Pemeriksaan kelengkapan status imunisasi harus dilakukan secara berkala oleh petugas ataupun kader kesehatan. Kelengkapan status imunisasi tersebut dapat dilihat pada catatan di buku Kesehatan Ibu dan Anak (KIA). Khusus untuk polio, pencegahan melalui imunisasi perlu diberikan sebanyak empat kali untuk dosis imunisasi polio tetes dan dua kali untuk dosis imunisasi polio suntik (IPV).
Pencegahan
Selain imunisasi, Hartono menyebutkan, pencegahan polio juga dapat dilakukan dengan memastikan kebersihan, baik kebersihan makanan dan minuman yang dikonsumsi, kebersihan diri, maupun kebersihan lingkungan. Masyarakat pun perlu memastikan untuk buang air besar di jamban yang sehat.
Polio merupakan penyakit infeksi yang disebabkan virus polio. Virus tersebut umumnya masuk melalui mulut akibat tertelannya makanan atau air yang terkontaminasi. Virus ini dapat memperbanyak diri di dalam usus. Virus polio bisa menyebar di lingkungan sekitar melalui feses. Kondisi kesehatan lingkungan yang buruk dapat mempercepat penyebaran virus.

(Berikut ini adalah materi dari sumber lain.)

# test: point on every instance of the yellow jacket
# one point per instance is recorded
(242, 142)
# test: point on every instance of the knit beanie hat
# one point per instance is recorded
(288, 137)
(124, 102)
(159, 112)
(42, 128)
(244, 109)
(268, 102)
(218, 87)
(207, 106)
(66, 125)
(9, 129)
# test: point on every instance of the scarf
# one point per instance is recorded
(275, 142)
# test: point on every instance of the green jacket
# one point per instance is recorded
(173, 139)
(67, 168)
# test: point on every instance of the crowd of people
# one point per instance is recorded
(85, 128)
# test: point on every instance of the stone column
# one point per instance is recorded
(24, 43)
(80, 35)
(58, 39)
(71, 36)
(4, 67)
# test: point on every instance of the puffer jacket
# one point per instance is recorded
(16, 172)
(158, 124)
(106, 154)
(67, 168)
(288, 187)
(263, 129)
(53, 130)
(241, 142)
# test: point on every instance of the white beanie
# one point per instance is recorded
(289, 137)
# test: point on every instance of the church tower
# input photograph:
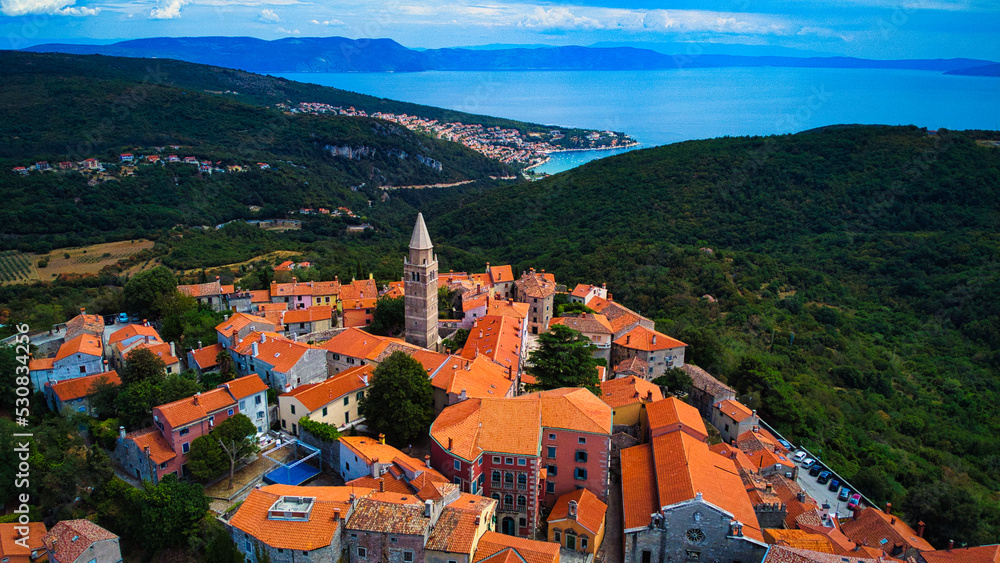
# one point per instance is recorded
(420, 289)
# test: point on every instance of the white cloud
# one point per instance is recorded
(168, 9)
(53, 7)
(268, 16)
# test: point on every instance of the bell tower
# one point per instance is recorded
(420, 289)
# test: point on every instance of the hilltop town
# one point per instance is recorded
(632, 470)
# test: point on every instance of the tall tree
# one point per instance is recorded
(400, 402)
(563, 359)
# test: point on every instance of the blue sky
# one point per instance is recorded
(862, 28)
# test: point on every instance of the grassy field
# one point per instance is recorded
(85, 259)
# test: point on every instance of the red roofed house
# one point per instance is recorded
(526, 451)
(162, 449)
(629, 397)
(74, 394)
(21, 544)
(683, 502)
(577, 521)
(83, 355)
(731, 418)
(333, 401)
(81, 541)
(658, 350)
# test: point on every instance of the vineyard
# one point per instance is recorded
(14, 266)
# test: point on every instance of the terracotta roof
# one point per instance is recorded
(629, 390)
(308, 535)
(380, 514)
(736, 410)
(641, 338)
(536, 285)
(192, 409)
(590, 510)
(312, 314)
(479, 378)
(79, 387)
(588, 323)
(981, 554)
(704, 381)
(493, 544)
(875, 528)
(131, 331)
(496, 337)
(515, 425)
(210, 289)
(205, 357)
(243, 387)
(68, 539)
(239, 321)
(10, 549)
(784, 554)
(159, 450)
(90, 324)
(315, 396)
(666, 415)
(87, 344)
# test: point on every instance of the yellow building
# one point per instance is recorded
(628, 396)
(333, 401)
(576, 522)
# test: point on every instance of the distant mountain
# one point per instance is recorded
(339, 54)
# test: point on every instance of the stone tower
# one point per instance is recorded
(420, 288)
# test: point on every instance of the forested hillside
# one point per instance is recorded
(845, 281)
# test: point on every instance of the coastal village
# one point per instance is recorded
(627, 473)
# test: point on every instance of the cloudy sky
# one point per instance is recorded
(863, 28)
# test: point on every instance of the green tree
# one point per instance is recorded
(400, 402)
(389, 316)
(146, 289)
(143, 365)
(563, 359)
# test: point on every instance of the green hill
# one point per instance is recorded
(854, 283)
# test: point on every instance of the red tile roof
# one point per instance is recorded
(87, 344)
(315, 396)
(68, 539)
(629, 390)
(590, 510)
(641, 338)
(205, 357)
(79, 387)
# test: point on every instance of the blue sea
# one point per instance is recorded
(667, 106)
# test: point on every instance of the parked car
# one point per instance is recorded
(854, 502)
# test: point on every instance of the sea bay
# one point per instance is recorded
(666, 106)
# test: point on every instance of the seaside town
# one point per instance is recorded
(509, 469)
(509, 146)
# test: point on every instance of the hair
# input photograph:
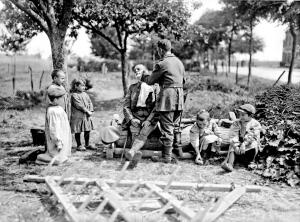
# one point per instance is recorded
(55, 73)
(144, 72)
(164, 44)
(75, 83)
(203, 112)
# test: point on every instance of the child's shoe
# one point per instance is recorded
(90, 147)
(81, 148)
(227, 167)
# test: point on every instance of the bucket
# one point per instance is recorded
(38, 137)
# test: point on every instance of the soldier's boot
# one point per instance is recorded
(134, 155)
(177, 143)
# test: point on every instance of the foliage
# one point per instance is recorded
(131, 17)
(278, 111)
(96, 66)
(27, 18)
(240, 44)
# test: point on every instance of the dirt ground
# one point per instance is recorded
(21, 201)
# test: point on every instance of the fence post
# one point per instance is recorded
(237, 73)
(31, 79)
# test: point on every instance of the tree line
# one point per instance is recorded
(116, 21)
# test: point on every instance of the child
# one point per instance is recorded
(202, 134)
(58, 77)
(81, 112)
(244, 138)
(57, 130)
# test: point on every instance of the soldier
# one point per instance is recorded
(139, 114)
(169, 74)
(244, 138)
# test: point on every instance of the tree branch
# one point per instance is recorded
(95, 30)
(33, 15)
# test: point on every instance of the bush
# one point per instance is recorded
(96, 66)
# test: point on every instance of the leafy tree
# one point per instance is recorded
(33, 16)
(250, 12)
(241, 42)
(131, 17)
(288, 13)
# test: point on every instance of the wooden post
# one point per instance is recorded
(237, 73)
(14, 76)
(278, 78)
(31, 78)
(41, 79)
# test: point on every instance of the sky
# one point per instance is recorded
(271, 33)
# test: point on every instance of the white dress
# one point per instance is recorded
(58, 135)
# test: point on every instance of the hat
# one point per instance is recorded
(164, 44)
(247, 108)
(203, 114)
(109, 134)
(141, 67)
(56, 91)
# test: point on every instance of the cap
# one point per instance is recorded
(164, 44)
(56, 91)
(203, 114)
(247, 108)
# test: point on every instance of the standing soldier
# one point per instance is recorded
(169, 74)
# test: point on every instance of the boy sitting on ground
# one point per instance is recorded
(244, 138)
(57, 130)
(203, 134)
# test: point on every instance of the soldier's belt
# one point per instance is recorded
(172, 86)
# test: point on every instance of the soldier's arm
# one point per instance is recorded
(154, 77)
(126, 107)
(234, 132)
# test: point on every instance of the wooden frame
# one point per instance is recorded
(156, 201)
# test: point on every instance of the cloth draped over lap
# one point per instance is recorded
(63, 101)
(58, 135)
(80, 121)
(247, 133)
(169, 74)
(208, 134)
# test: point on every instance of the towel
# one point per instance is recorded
(144, 93)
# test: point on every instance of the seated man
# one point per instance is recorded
(139, 117)
(139, 114)
(203, 134)
(244, 138)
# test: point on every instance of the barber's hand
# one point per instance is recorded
(135, 122)
(219, 142)
(146, 124)
(89, 113)
(242, 148)
(59, 146)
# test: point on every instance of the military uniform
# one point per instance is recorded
(169, 74)
(131, 111)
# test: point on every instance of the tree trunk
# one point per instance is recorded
(294, 45)
(124, 77)
(229, 52)
(250, 53)
(57, 40)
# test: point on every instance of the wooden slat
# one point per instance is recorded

Hartono mengatakan, seseorang yang tertular polio umumnya menunjukkan gejala yang tidak spesifik, seperti demam. Namun, pada beberapa kasus, gejala yang muncul bisa berupa kelemahan pada anggota gerak tubuh yang dapat menyebabkan kelumpuhan. Polio juga bisa menyerang otot saraf sehingga bisa berakibat fatal hingga kematian.

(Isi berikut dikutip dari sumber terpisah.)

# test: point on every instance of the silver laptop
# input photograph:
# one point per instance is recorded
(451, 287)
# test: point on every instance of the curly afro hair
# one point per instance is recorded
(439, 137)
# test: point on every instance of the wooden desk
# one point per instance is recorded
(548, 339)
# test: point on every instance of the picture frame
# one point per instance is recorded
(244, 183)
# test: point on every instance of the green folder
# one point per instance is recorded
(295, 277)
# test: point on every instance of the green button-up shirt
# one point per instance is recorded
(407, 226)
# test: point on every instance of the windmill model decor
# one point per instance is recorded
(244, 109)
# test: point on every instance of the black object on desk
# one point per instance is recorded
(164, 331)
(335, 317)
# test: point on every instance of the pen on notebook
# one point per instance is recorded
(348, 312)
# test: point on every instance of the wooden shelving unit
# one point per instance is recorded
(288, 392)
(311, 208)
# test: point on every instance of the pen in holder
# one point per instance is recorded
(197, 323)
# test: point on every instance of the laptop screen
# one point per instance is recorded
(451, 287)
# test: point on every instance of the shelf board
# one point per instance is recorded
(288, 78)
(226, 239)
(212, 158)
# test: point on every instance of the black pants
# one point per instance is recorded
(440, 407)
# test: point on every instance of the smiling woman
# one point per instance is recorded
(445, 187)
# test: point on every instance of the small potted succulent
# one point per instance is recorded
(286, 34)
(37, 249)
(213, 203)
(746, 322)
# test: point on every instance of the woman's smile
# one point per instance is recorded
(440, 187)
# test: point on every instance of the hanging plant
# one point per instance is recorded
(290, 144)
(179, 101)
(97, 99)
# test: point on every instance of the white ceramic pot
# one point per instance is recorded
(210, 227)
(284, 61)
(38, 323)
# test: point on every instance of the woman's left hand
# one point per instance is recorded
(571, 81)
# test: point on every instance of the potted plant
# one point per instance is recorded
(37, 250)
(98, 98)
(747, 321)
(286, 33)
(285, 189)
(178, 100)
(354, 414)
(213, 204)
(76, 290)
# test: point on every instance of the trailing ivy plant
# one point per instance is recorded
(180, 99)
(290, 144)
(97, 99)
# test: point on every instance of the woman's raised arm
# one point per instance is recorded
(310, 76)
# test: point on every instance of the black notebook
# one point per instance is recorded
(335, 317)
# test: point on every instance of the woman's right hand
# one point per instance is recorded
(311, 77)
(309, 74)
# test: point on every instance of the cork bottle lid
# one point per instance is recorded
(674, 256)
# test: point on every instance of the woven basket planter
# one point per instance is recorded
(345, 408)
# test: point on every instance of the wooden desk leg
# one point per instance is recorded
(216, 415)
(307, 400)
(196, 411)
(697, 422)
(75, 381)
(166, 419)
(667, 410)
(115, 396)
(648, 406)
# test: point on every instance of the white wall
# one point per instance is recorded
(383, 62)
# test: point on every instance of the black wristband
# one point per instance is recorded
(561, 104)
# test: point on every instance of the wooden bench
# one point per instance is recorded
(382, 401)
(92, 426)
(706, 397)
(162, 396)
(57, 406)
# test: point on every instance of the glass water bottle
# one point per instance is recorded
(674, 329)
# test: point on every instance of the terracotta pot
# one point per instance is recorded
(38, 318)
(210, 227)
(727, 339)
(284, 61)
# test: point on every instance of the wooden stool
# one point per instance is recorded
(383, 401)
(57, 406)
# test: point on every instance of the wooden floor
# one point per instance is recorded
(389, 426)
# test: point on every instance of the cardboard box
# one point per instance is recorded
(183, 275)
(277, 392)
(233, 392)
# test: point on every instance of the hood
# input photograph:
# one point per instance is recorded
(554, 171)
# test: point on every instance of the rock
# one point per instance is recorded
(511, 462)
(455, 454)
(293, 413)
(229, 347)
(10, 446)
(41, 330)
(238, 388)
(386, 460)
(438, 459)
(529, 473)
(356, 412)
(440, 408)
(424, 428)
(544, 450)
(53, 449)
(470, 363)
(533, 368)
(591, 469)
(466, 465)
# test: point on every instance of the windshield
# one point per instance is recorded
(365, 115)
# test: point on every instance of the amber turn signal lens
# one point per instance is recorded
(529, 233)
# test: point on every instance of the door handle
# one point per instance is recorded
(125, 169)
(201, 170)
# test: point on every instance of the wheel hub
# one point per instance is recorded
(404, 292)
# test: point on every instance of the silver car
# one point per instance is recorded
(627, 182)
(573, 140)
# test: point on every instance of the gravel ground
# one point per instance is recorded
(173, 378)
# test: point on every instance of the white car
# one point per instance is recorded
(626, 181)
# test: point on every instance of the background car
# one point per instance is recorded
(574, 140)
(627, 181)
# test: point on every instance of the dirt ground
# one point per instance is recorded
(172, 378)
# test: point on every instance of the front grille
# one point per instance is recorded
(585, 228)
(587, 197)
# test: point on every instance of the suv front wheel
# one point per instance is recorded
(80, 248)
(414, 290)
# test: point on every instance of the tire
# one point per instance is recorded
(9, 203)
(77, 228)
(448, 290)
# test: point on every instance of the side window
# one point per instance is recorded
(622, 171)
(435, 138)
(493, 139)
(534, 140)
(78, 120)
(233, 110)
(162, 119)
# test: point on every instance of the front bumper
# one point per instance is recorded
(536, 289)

”Saat sudah muncul tanda kelemahan pada anggota gerak, seharusnya segera dibawa ke fasilitas kesehatan. Pengobatan perlu segera diberikan dan segera dilakukan rehabilitasi agar pasien bisa recovery (pemulihan),” tuturnya.
Secara terpisah, Ketua Tim Kerja Imunisasi Tambahan dan Khusus Kementerian Kesehatan Gertrudis Tandy dalam acara Orientasi Sub-PIN Polio, Rabu (3/1/2024), menuturkan, pelaksanaan Sub-PIN untuk penanganan KLB Polio, menurut rencana, dilaksanakan dalam dua putaran dengan jarak minimal antarputaran selama satu bulan.
Dalam pelaksanaan tersebut telah ditargetkan minimal 95 persen cakupan imunisasi tercapai untuk masing-masing putaran. Adapun sasaran Sub-PIN adalah semua anak usia 0-7 tahun, termasuk para pendatang serta anak yang sebelumnya sudah mendapatkan imunisasi.
“Jika berdasarkan kajian epidemiologi masih ditemukan risiko penularan, Sub-PIN putaran berikutnya bisa dilakukan. Lokasi pelaksanaan imunisasi pun dapat diperluas sesuai dengan perkembangan situasi dan kajian epidemiologi,” tuturnya menambahkan.
Berdasarkan laporan Kementerian Kesehatan, satu kasus yang dilaporkan mengalami lumpuh layu di Kabupaten Klaten, Jawa Tengah, telah menjalani fisioterapi secara rutin. Kondisinya pun telah membaik dengan rawat jalan. Kasus tersebut terjadi pada anak usia enam tahun dengan hasil laboratorium positif polio dilaporkan pada 20 Desember 2023.